Machine Learning Basics

Get started with ML using Python and scikit-learn.

Illustration of machine learning concepts

Machine Learning Basics Tutorial

Learn the fundamentals of machine learning with Python and scikit-learn.

1. Introduction to Machine Learning

Machine learning (ML) enables systems to learn from data. This tutorial uses scikit-learn, a popular Python library, to build a simple ML model.

Installing Dependencies

Install scikit-learn and dependencies:

pip install scikit-learn numpy pandas

Data Preprocessing

ML models require clean data.

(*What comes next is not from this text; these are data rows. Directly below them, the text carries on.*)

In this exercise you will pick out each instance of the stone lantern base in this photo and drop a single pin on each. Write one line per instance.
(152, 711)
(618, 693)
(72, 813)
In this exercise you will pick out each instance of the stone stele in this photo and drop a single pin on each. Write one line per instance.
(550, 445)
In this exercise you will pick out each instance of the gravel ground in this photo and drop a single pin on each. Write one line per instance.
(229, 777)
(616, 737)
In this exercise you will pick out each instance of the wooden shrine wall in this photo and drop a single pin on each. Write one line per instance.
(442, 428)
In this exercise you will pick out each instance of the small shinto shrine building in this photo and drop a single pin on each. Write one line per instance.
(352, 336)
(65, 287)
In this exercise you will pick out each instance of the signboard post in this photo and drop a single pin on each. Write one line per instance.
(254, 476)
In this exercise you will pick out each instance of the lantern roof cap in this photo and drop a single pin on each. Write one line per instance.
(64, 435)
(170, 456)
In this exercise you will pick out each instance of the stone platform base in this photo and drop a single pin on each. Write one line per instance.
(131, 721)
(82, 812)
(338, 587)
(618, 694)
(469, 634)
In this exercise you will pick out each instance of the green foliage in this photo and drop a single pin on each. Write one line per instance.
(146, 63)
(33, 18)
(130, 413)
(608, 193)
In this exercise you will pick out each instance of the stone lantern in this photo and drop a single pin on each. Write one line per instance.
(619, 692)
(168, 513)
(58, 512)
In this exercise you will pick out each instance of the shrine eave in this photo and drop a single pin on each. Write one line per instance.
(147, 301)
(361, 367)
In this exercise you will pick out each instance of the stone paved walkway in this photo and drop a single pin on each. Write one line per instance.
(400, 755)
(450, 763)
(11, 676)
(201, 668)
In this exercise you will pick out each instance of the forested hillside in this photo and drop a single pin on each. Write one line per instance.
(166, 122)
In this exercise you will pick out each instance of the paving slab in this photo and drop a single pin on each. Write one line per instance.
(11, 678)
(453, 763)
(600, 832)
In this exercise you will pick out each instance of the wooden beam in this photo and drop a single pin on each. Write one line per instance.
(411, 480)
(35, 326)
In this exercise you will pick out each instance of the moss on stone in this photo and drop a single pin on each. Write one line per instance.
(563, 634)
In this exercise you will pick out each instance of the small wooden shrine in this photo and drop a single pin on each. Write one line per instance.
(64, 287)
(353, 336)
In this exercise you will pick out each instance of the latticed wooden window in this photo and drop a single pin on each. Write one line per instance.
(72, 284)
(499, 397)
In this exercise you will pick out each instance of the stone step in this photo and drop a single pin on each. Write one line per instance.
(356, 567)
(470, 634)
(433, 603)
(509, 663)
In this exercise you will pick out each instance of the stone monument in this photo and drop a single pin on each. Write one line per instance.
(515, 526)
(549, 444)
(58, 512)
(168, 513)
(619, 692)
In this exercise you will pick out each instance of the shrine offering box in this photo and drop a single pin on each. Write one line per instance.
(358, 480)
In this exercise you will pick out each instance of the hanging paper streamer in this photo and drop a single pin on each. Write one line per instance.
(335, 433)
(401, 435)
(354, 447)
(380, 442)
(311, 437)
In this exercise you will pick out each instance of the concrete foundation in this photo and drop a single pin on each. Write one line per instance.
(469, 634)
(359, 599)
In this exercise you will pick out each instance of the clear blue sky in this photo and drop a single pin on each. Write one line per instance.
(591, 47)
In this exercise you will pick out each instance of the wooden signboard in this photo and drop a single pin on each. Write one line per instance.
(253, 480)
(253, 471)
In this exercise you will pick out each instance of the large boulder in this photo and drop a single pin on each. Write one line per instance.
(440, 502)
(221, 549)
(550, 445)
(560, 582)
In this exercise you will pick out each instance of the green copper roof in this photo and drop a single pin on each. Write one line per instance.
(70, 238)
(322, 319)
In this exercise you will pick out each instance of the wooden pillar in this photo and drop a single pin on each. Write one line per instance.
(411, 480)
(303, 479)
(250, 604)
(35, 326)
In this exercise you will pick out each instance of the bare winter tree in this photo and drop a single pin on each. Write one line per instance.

Use pandas to load and preprocess a dataset (e.g., iris dataset):

import pandas as pd
from sklearn.datasets import load_iris

iris = load_iris()
X = iris.data
y = iris.target

Split the data into training and testing sets:

from sklearn.model_selection import train_test_split

X_train, X_test, y_train, y_test = train_test_split(X, y, test_size=0.2, random_state=42)

Training a Model

Use a decision tree classifier to predict iris species:

from sklearn.tree import DecisionTreeClassifier

model = DecisionTreeClassifier()
model.fit(X_train, y_train)

Evaluating the Model

Check the model’s accuracy:

from sklearn.metrics import accuracy_score

y_pred = model.predict(X_test)
accuracy = accuracy_score(y_test, y_pred)
print(f"Accuracy: {accuracy:.2f}")

Practical Example: Predicting Iris Species

Combine the steps into a complete script:

import pandas as pd
from sklearn.datasets import load_iris
from sklearn.model_selection import train_test_split
from sklearn.tree import DecisionTreeClassifier
from sklearn.metrics import accuracy_score

# Load data
iris = load_iris()
X = iris.data
y = iris.target

# Split data
X_train, X_test, y_train, y_test = train_test_split(X, y, test_size=0.2, random_state=42)

# Train model
model = DecisionTreeClassifier()
model.fit(X_train, y_train)

# Predict and evaluate
y_pred = model.predict(X_test)
accuracy = accuracy_score(y_test, y_pred)
print(f"Accuracy: {accuracy:.2f}")

This script loads the iris dataset, trains a decision tree model, and evaluates its accuracy.

Next Steps

Try other algorithms like logistic regression or SVM, and experiment with datasets from Kaggle.